I recently learned that in the metric space $(0, 1)$ w.r.t. the usual metric $d$, $(0, 1)$ is closed in $((0, 1), d)$. This means that $\overline{(0, 1)}$ = $(0, 1)$ in $((0, 1), d)$.
Now, if we take the sequence $(\frac{1}{n})_{n \in \mathbb{N}}$ in $(0, 1)$, then it converges to $0$ w.r.t. $d$. This means $0$ is an accumulation point.
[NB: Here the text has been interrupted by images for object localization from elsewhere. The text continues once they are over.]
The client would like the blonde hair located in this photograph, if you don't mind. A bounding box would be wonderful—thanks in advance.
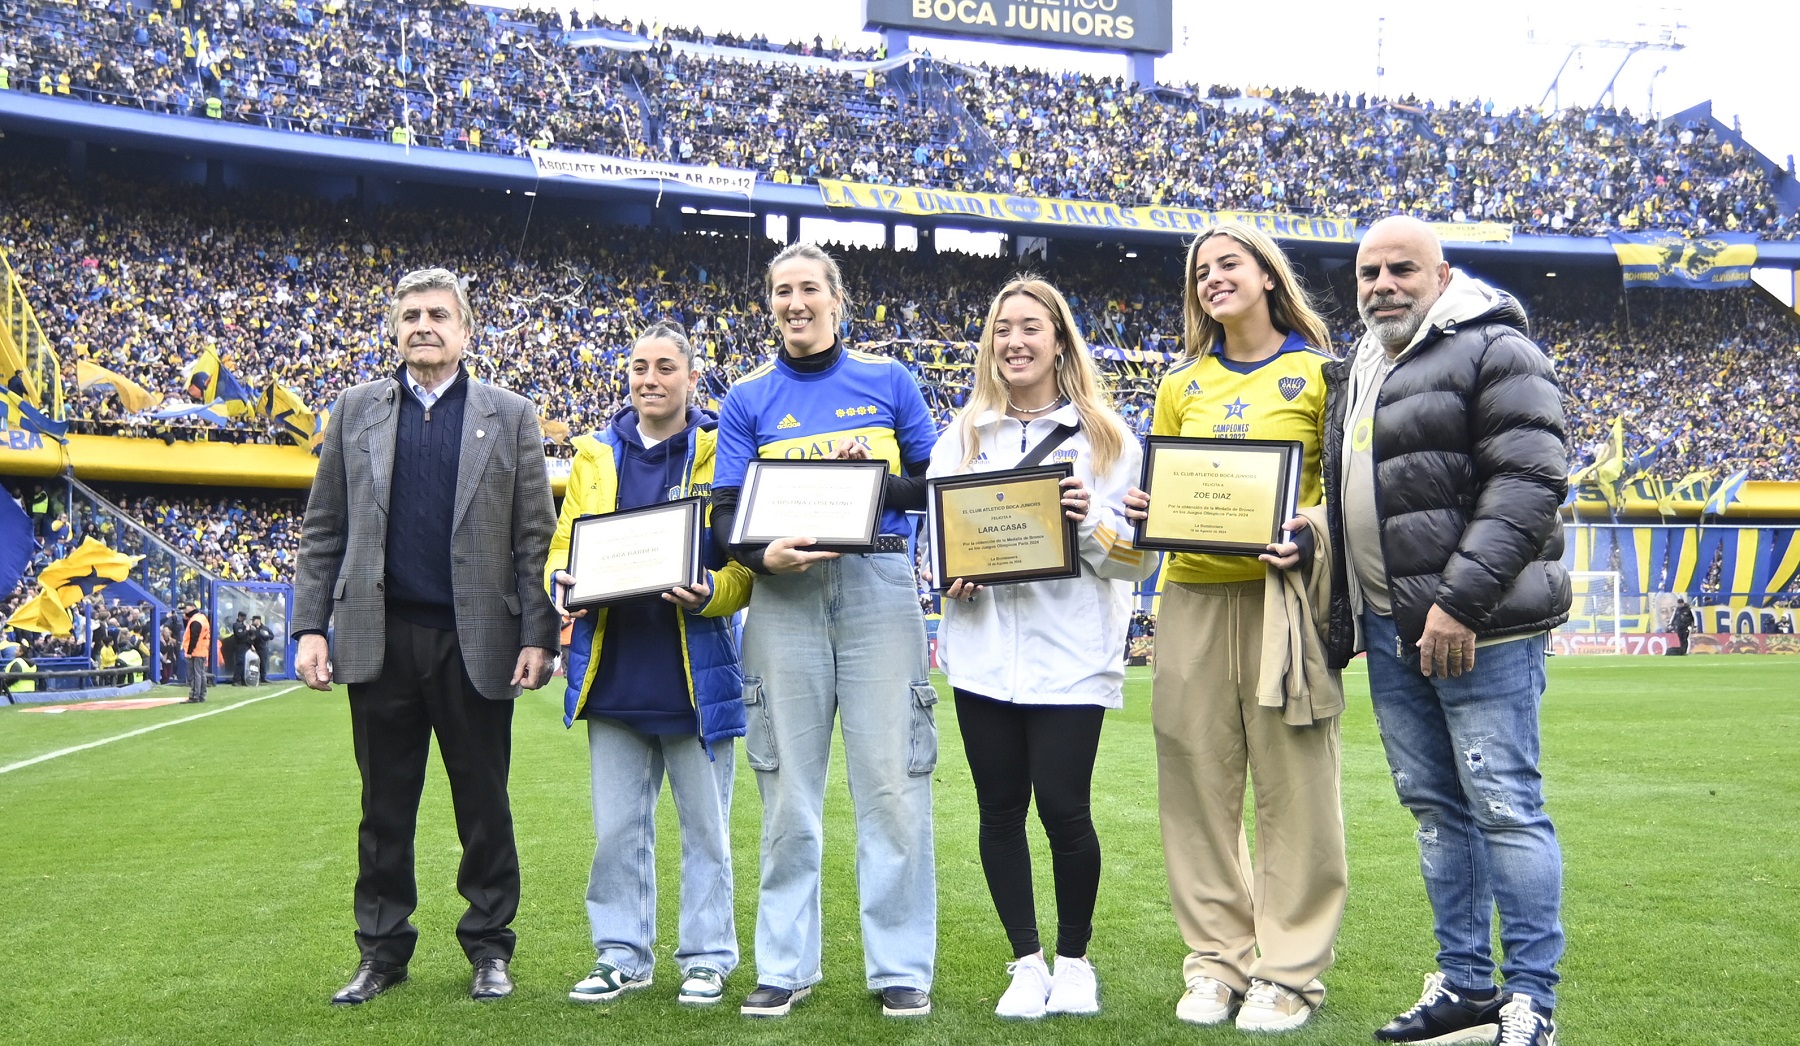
[956,276,1131,476]
[1181,225,1331,357]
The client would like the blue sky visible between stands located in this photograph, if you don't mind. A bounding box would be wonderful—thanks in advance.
[570,0,1800,176]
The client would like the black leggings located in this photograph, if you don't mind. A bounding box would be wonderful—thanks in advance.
[955,689,1106,959]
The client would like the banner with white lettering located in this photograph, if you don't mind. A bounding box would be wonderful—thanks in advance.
[865,0,1173,55]
[528,149,757,197]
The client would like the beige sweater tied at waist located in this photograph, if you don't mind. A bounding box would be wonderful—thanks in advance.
[1255,503,1344,726]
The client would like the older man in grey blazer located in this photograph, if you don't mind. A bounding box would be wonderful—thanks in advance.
[294,267,559,1006]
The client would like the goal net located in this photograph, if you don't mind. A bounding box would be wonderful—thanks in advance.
[1555,571,1624,654]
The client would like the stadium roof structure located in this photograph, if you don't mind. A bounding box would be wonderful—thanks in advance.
[5,90,1799,270]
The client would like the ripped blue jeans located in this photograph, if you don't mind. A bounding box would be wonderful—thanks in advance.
[1362,611,1564,1009]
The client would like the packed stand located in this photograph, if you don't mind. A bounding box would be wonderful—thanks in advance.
[1548,288,1799,482]
[97,488,307,583]
[4,172,1799,480]
[2,0,1793,235]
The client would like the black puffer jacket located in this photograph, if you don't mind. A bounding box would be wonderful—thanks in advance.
[1321,284,1571,668]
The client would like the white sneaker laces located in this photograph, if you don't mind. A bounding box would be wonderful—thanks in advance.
[1244,980,1285,1007]
[1497,996,1544,1046]
[1398,972,1452,1020]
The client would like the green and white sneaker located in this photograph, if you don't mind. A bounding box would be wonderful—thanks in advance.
[568,961,652,1003]
[678,967,727,1006]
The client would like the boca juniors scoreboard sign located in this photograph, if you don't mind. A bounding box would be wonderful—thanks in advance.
[865,0,1172,54]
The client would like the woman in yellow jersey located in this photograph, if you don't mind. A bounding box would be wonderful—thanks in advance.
[1123,225,1347,1032]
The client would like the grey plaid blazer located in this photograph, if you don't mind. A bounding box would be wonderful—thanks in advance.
[293,373,560,701]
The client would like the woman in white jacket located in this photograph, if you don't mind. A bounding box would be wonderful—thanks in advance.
[928,276,1156,1020]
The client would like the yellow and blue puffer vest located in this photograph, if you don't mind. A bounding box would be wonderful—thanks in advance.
[546,416,753,751]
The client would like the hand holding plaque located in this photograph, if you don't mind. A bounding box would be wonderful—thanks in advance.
[564,497,707,611]
[1135,437,1303,556]
[927,464,1081,588]
[729,458,888,555]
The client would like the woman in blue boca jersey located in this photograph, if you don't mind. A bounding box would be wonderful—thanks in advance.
[546,321,755,1010]
[708,243,942,1020]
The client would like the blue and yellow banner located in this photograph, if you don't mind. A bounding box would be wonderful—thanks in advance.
[819,180,1514,244]
[1608,231,1758,289]
[820,180,1360,243]
[1564,524,1800,617]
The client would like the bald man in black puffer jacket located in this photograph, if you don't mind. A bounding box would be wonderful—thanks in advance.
[1276,217,1571,1046]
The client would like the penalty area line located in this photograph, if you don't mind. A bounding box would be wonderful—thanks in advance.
[0,685,305,775]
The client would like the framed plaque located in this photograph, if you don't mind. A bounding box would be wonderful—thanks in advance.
[729,458,888,554]
[927,464,1080,588]
[564,497,706,611]
[1136,436,1303,556]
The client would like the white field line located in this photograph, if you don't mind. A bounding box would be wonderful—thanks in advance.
[0,685,304,775]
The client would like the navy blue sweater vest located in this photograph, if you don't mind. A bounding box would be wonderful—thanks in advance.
[385,371,468,631]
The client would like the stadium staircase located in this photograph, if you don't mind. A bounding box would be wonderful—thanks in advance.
[891,60,1001,178]
[0,247,63,420]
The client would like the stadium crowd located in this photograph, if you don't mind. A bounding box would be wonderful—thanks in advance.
[5,170,1797,481]
[1,0,1793,236]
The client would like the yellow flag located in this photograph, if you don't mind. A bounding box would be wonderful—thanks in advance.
[76,359,164,413]
[7,587,73,635]
[37,536,143,591]
[259,383,315,446]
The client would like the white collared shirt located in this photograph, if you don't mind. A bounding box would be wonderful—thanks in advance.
[405,370,456,410]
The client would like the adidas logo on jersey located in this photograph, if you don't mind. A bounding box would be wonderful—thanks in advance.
[777,413,800,429]
[1185,379,1203,395]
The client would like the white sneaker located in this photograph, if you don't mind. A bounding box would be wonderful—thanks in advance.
[1176,974,1237,1025]
[1046,954,1099,1015]
[1235,978,1313,1032]
[994,952,1052,1019]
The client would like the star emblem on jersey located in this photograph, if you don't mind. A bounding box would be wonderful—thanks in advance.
[1224,398,1249,419]
[1278,376,1306,401]
[777,413,800,430]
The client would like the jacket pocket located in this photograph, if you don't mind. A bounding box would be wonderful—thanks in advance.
[742,677,777,772]
[907,682,938,776]
[503,593,522,616]
[332,578,347,600]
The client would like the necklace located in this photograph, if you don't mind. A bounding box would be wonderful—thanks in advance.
[1007,395,1063,415]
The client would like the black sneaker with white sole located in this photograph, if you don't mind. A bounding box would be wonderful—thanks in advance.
[741,984,810,1017]
[1495,994,1556,1046]
[880,986,931,1017]
[1374,972,1503,1044]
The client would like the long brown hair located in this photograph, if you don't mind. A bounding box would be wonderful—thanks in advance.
[1181,225,1331,357]
[956,276,1130,475]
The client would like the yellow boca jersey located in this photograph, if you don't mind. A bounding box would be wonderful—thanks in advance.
[1153,332,1332,584]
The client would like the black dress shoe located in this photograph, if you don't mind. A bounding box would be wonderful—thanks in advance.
[471,957,514,1000]
[331,960,407,1005]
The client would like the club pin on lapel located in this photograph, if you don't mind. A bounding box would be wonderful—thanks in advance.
[476,429,486,439]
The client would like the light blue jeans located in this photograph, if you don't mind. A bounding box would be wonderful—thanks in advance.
[740,551,937,992]
[1362,611,1564,1008]
[585,717,737,979]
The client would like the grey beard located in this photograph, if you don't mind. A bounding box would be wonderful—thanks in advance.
[1363,312,1423,351]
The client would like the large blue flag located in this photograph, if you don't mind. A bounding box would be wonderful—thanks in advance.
[0,492,35,599]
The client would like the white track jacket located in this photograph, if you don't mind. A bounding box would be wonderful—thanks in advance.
[928,404,1157,707]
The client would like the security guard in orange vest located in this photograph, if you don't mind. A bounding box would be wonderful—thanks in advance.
[181,603,211,703]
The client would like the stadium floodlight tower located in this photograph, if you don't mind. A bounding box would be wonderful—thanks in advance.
[1535,13,1686,113]
[864,0,1173,86]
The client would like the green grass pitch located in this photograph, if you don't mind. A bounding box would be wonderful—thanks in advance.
[3,657,1796,1044]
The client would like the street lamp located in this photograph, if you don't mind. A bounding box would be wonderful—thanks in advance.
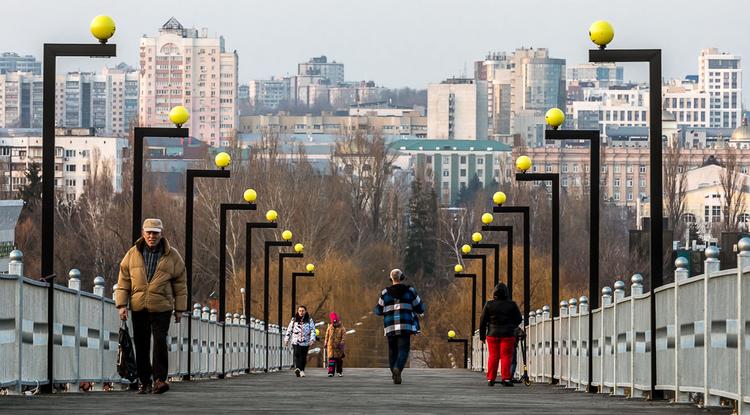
[217,189,257,378]
[278,244,304,371]
[453,264,477,336]
[263,230,293,372]
[131,106,189,243]
[587,21,664,398]
[447,330,469,369]
[291,264,315,317]
[514,155,560,384]
[41,17,117,393]
[243,209,278,373]
[544,107,601,393]
[490,193,531,325]
[184,151,232,379]
[472,225,513,293]
[460,246,487,309]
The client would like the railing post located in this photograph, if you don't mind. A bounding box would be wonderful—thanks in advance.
[9,250,24,394]
[68,269,82,393]
[568,298,577,389]
[542,305,550,382]
[578,296,589,392]
[630,274,644,398]
[703,247,720,407]
[535,309,542,381]
[600,286,612,394]
[736,238,750,413]
[613,281,625,396]
[560,300,568,386]
[673,259,690,403]
[93,276,105,391]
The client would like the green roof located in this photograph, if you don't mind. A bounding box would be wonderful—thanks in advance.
[389,139,511,152]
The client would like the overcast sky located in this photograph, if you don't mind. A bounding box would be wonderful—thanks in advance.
[2,0,749,97]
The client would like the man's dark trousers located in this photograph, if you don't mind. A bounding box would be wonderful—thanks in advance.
[132,310,171,385]
[387,334,411,370]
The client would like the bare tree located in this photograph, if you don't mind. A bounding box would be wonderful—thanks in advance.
[720,148,748,232]
[663,143,688,237]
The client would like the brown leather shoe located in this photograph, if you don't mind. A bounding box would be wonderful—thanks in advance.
[137,383,152,394]
[152,380,170,394]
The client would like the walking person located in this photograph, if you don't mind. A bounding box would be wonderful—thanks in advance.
[115,218,187,394]
[324,312,346,377]
[374,269,425,385]
[284,305,316,377]
[479,282,522,387]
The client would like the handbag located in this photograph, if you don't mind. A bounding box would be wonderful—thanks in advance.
[117,321,138,382]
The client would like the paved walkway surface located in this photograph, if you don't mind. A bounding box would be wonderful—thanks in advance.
[1,369,732,414]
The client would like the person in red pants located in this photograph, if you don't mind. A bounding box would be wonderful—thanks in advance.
[479,283,522,386]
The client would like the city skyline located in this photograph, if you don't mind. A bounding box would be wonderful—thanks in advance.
[0,0,748,96]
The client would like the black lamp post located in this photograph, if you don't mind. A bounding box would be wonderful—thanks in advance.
[278,251,304,371]
[244,218,278,373]
[447,336,469,369]
[454,272,477,335]
[41,35,116,394]
[545,126,600,392]
[461,253,487,309]
[291,270,315,317]
[184,157,231,380]
[515,167,560,384]
[132,126,188,243]
[263,238,292,372]
[490,206,531,327]
[473,227,513,295]
[589,45,663,401]
[218,199,257,377]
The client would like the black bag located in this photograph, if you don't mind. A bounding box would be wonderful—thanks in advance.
[117,321,138,382]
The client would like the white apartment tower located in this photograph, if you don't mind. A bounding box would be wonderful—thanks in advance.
[427,78,488,140]
[699,48,742,128]
[139,18,238,146]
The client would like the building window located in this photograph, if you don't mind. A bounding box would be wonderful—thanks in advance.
[626,165,633,173]
[614,165,620,173]
[460,156,467,164]
[460,169,467,177]
[614,192,620,201]
[443,170,449,177]
[626,179,633,188]
[614,178,620,187]
[562,164,568,173]
[477,158,484,165]
[65,165,76,172]
[443,157,449,165]
[627,192,633,201]
[639,165,646,173]
[712,206,721,222]
[545,164,552,172]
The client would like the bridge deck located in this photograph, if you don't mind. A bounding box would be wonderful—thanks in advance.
[1,369,730,414]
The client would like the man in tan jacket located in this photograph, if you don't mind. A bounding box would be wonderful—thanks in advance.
[116,218,187,394]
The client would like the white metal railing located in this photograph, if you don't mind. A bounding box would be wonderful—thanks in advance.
[473,240,750,413]
[0,251,293,394]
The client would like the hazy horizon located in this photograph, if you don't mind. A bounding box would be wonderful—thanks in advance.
[1,0,749,98]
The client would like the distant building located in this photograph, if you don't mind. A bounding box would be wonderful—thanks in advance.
[567,63,623,87]
[427,78,488,140]
[297,56,344,85]
[390,138,512,205]
[139,17,238,146]
[238,111,427,137]
[248,77,290,110]
[0,71,43,129]
[0,52,41,75]
[0,129,127,201]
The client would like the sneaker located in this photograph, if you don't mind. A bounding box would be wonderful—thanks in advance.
[337,373,343,377]
[295,368,301,377]
[488,380,495,387]
[392,368,402,385]
[300,371,306,377]
[502,380,514,387]
[137,383,152,395]
[152,380,170,394]
[328,373,334,377]
[390,368,396,379]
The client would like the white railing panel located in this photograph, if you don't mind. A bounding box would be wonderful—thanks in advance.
[578,312,590,388]
[78,293,103,382]
[676,277,705,392]
[654,286,675,390]
[632,295,650,391]
[554,317,563,381]
[101,301,121,383]
[708,271,740,399]
[167,318,180,377]
[615,299,631,388]
[591,309,602,387]
[601,304,614,389]
[0,276,19,388]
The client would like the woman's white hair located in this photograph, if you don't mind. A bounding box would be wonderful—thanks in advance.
[390,268,404,282]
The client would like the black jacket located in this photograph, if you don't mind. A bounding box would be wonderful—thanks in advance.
[479,283,522,340]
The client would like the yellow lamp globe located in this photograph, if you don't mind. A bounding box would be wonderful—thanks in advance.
[315,328,320,337]
[492,191,507,206]
[214,152,231,168]
[306,263,315,272]
[589,20,615,48]
[481,212,494,224]
[461,244,472,254]
[454,264,464,273]
[448,330,456,339]
[90,15,116,43]
[516,155,532,172]
[243,188,257,203]
[545,108,565,129]
[294,243,304,253]
[472,232,483,243]
[281,230,293,241]
[169,105,190,127]
[265,209,278,222]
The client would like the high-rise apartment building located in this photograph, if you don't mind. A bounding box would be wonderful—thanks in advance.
[0,71,43,128]
[427,78,488,140]
[297,56,344,85]
[567,63,623,87]
[0,52,41,75]
[139,17,238,146]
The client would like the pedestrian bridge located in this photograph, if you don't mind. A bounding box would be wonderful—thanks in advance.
[1,245,748,414]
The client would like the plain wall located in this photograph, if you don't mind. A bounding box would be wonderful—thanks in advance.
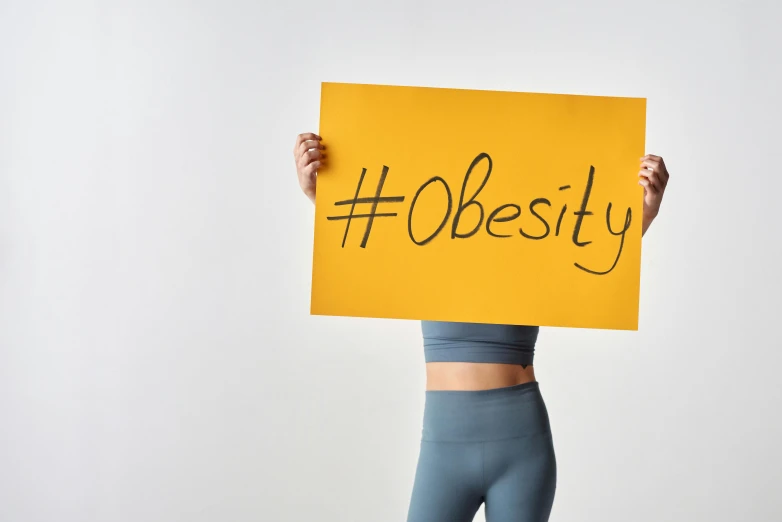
[1,1,781,521]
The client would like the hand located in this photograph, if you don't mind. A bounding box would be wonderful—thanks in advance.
[293,132,326,205]
[638,154,669,235]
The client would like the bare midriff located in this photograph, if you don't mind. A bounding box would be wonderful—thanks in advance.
[425,362,537,391]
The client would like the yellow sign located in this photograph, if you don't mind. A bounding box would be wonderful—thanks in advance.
[312,82,646,330]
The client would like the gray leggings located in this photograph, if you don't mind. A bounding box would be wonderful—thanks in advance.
[407,381,557,522]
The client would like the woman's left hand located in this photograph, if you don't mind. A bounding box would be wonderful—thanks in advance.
[638,154,670,234]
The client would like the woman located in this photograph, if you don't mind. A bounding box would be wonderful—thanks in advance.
[293,132,669,522]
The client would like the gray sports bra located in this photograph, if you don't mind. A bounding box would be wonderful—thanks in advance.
[421,320,539,367]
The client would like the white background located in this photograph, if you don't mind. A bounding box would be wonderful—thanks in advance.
[2,1,781,521]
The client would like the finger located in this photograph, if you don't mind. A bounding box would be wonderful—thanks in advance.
[641,156,668,172]
[295,132,321,147]
[304,149,325,162]
[640,160,668,189]
[294,133,322,153]
[638,177,658,194]
[641,155,669,186]
[293,140,326,158]
[297,149,325,169]
[297,139,325,159]
[301,160,322,178]
[640,158,661,172]
[638,169,661,192]
[646,162,669,188]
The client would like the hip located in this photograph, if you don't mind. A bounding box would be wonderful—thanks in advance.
[421,380,551,442]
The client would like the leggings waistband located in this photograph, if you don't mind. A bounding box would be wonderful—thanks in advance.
[421,381,551,442]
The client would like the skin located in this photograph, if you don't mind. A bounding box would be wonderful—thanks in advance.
[294,132,670,391]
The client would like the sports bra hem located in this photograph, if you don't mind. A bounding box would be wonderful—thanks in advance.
[424,347,534,365]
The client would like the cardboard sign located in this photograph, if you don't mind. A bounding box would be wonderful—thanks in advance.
[312,82,646,330]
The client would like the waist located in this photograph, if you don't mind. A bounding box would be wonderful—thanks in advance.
[426,361,536,391]
[422,381,550,442]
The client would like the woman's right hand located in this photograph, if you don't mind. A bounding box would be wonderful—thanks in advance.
[293,132,326,205]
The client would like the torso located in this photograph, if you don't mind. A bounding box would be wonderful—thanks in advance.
[426,362,536,391]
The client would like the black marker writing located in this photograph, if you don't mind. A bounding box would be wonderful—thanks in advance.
[408,176,453,246]
[326,165,405,248]
[555,185,570,236]
[572,165,595,247]
[452,152,493,239]
[574,202,631,275]
[519,198,552,240]
[329,153,634,275]
[486,204,521,238]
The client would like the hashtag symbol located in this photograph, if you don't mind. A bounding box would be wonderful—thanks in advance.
[326,165,405,248]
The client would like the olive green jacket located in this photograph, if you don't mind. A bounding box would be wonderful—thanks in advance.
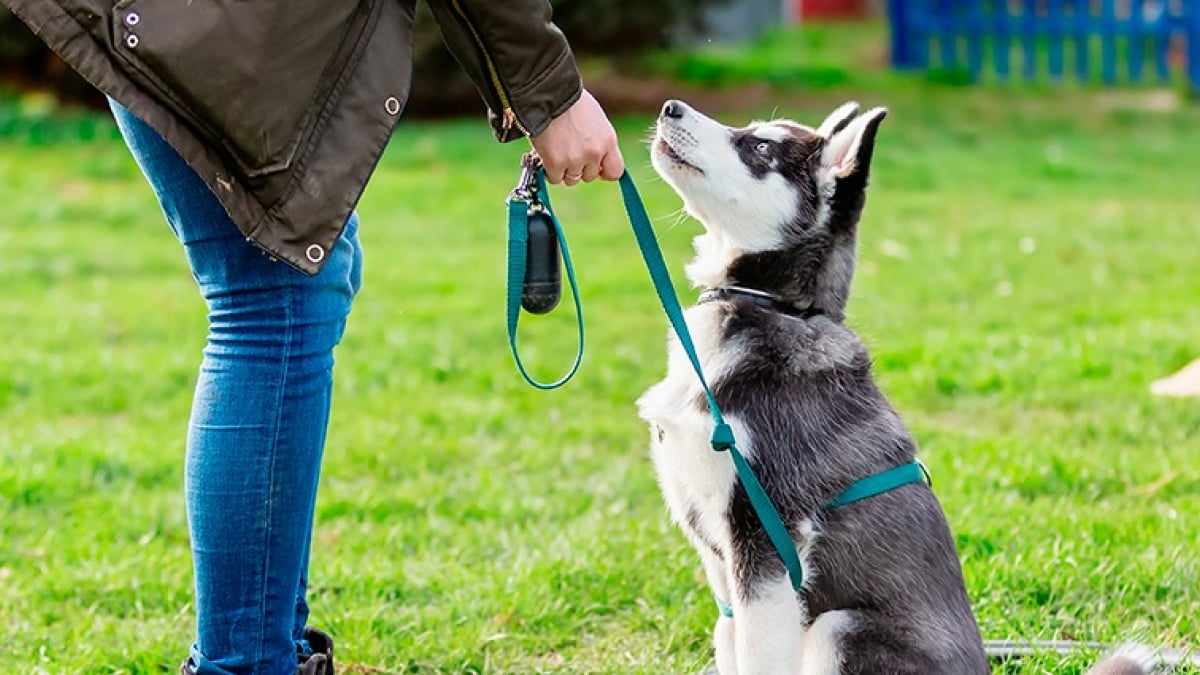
[3,0,582,273]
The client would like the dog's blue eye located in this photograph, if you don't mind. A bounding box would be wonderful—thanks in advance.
[755,141,770,155]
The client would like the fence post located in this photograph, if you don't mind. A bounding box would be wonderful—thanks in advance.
[1188,0,1200,97]
[889,0,921,69]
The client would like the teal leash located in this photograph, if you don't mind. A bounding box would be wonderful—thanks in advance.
[615,171,808,594]
[506,163,930,609]
[505,162,585,390]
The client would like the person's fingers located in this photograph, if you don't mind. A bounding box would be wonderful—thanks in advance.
[541,158,567,184]
[580,161,601,183]
[544,149,591,185]
[542,149,617,184]
[538,148,581,184]
[599,146,625,181]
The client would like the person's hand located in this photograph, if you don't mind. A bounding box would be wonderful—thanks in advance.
[529,89,624,186]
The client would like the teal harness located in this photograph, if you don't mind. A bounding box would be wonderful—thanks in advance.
[505,159,931,613]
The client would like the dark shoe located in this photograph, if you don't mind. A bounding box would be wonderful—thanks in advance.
[297,652,330,675]
[178,628,335,675]
[179,656,330,675]
[298,627,335,675]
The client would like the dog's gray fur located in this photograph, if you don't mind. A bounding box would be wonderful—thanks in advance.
[638,100,1149,675]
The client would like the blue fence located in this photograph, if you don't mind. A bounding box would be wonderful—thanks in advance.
[888,0,1200,92]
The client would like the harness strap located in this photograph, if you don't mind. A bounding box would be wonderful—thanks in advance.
[716,597,734,618]
[713,459,929,617]
[825,460,931,510]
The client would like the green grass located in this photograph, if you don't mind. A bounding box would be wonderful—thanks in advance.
[3,52,1200,675]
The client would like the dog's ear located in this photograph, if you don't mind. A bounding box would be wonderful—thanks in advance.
[816,101,860,138]
[820,107,888,180]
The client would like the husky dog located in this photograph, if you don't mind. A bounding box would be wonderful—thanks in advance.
[636,100,1151,675]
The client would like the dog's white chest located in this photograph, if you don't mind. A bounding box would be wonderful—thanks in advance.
[637,305,744,544]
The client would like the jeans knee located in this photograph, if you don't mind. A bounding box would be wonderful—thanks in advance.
[200,273,350,375]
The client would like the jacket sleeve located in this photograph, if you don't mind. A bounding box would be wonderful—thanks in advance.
[425,0,583,142]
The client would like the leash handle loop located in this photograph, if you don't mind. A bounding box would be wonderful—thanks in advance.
[505,167,585,390]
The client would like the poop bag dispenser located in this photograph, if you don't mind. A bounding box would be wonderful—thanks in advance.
[511,154,562,314]
[521,205,561,314]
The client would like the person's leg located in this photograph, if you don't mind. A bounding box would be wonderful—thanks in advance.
[110,101,362,675]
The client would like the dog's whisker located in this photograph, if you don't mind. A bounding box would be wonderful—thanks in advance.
[639,161,667,184]
[653,206,689,231]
Does this necessarily mean $0 \in \overline{(0, 1)}$? $0$ is an accumulation point, so it's in $(0, 1)'$, but I'm not sure if it is in the closure of $(0, 1)$. I don't think it is, since $(0, 1)' \ne \overline{(0, 1)}$, but I'm not sure if that's the correct way to think about it.
If indeed $0 \in \overline{(0, 1)}$ in $((0, 1), d)$, that does not imply $0 \in (0, 1)$, right, the the "union" definition of closure above?
By definition, $\overline{(0,1)}$ is the smallest closed set in $(0,1)$ that contains $(0,1)$, which is $(0,1)$. The point $0$ is not a point in the metric space $\big((0,1),d\big)$. The sequence $(1/n)$ does not converge to anything in this metric space.